Una buena tarde de domingo, se coló en nuestras teles la serie japonesa de una niña a la que los ojos le ocupaban tres cuartos de la cara: Candy, Candy.

Cada vez que Candy lloraba, subía el nivel del mar.

Ni se molestaron en traducir la canción de la cabecera, de la cual únicamente entendíamos: « Caaaandy».

Igual los japoneses en esta canción se estaban cagando en nuestros muertos y nosotros encima tarareándola.

Candy era una niña criada en un orfanato de monjas.

Fue adoptada por una famila rica y ahí empezó la movida.

El amor de Candy era Anthony, un chico rubio por el que bebía los vientos y al que ella llamaba su «príncipe de la colina».

Pues bien, tras soportar los llantos de esta niña, un día sí y otro también, debidos al mal de amores que sufría por este muchacho, un día, de repente, atención que voy a hacer un «spoiler» para la gente que no vio la serie, Anthony se cayó del caballo y se mató.

¿Para qué quieres más? A la niña empalagosa en lugar de un pañuelo le tuvieron que dar una fregona para secar sus lágrimas.
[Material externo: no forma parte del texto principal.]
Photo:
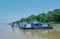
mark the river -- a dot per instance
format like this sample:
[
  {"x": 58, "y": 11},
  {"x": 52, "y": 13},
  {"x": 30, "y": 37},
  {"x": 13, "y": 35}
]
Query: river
[{"x": 9, "y": 32}]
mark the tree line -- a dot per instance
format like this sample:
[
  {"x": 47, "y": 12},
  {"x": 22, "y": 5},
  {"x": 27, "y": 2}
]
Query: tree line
[{"x": 51, "y": 16}]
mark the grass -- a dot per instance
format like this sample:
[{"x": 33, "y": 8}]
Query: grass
[{"x": 55, "y": 23}]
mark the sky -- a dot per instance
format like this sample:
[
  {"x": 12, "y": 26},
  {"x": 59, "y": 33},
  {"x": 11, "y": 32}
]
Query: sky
[{"x": 13, "y": 10}]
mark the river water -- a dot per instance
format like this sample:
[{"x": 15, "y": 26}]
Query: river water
[{"x": 9, "y": 32}]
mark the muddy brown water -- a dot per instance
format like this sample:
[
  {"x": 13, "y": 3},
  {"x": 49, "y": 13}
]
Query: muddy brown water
[{"x": 8, "y": 32}]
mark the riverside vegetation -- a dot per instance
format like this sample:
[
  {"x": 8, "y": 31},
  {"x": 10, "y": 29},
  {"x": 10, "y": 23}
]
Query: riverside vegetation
[{"x": 52, "y": 17}]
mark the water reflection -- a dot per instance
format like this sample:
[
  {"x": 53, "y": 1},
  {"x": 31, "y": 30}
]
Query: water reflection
[{"x": 38, "y": 33}]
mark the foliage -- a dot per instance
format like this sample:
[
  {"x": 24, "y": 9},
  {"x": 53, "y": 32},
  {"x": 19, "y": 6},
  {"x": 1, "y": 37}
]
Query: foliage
[{"x": 51, "y": 16}]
A ella y a la mitad de las madres de España que seguían con sus hijas aquel culebrón.

Aunque también es verdad que el disgusto le duró dos días, porque en un par de capítulos ya estaba flirteando con otros chicos y tuvo un romance con Terry, el rebelde del internado.

Sacaron cromos y tebeos de esta chiquilla casquivana y un poco ligerita de cascos. Claro ejemplo de lo que les ocurría a las niñas que se pasaron la infancia en un colegio de monjas.